A) Oh absolutely, absolutely. Given the level of anxiety among clinicians about medical malpractice risk, I think it’s very clear that practitioners are worried about patient care falling through the cracks, about patients not getting the appropriate studies done, not getting the appropriate workup. The anxiety around medical malpractice? That’s very real. And you add to that the concern about patient safety and about the quality of patient care, that also is very real to the frontline physician and provider. And the frustration, of course, is when there’s inconsistency in the referral process. And I’m talking about inconsistency between institutions, but even within an institution there’s inconsistency from one practice to another and from one department to another. And when there aren’t the consistencies in process and expectations all through the referral loop, that engenders a tremendous amount of frustration and anxiety on the part of the clinicians right on the frontline. Because you can’t know to trust that when you send a patient to a colleague to be evaluated that the patient will actually get all the appropriate care that they need, and there’s almost nothing more unsettling than that as a frontline clinician.

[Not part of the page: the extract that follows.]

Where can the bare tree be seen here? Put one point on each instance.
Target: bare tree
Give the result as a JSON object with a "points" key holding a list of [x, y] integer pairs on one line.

Q) I understand. What do you think, or what do you hope will be the outcome of publishing and promoting these guides?
A) Ah, so there are a couple of different levels of hope that comes out of this work. On the one level is raising the awareness that, first of all, closing the referral loop is a patient safety priority area and should be a priority area. And, related to that closing the referral loop can be done. And the second hope, is that it can be done if everyone gets on the same page about setting expectations, understanding best practices, and creating processes, technologies, and etiquette that promote closing that referral loop. And so my second hope is, that by broadcasting the white paper at a national level that we actually create a culture in our country around the referral process, so similar to the way that when you go into any OR, there’s now an expectation around the use of checklists for patient safety, or if you go into a laboratory environment there’s an expectation around certain quality controls around labs and lab results, and closing the lab test result loop is more and more of an expectation. My hope is that as a health care culture, we will begin to think about the referral loop with the same reflex of closing it the right way with expectations set both on the referring physician side and the specialty consultant side. That would be a big win. And I think by so doing, we really have an opportunity to improve the way patients are cared for throughout the country.
Q) Thank you David. Dr. David Ting, an internist and pediatrician in Boston, is the CMIO at MGH Physician Organization. Dr. Ting also co-authored the guide, “Closing the Loop: A Guide to Safer Ambulatory Referrals in the Electronic Health Record Era,” which is available through the Institute for Healthcare Improvement web site, www.ihi.org.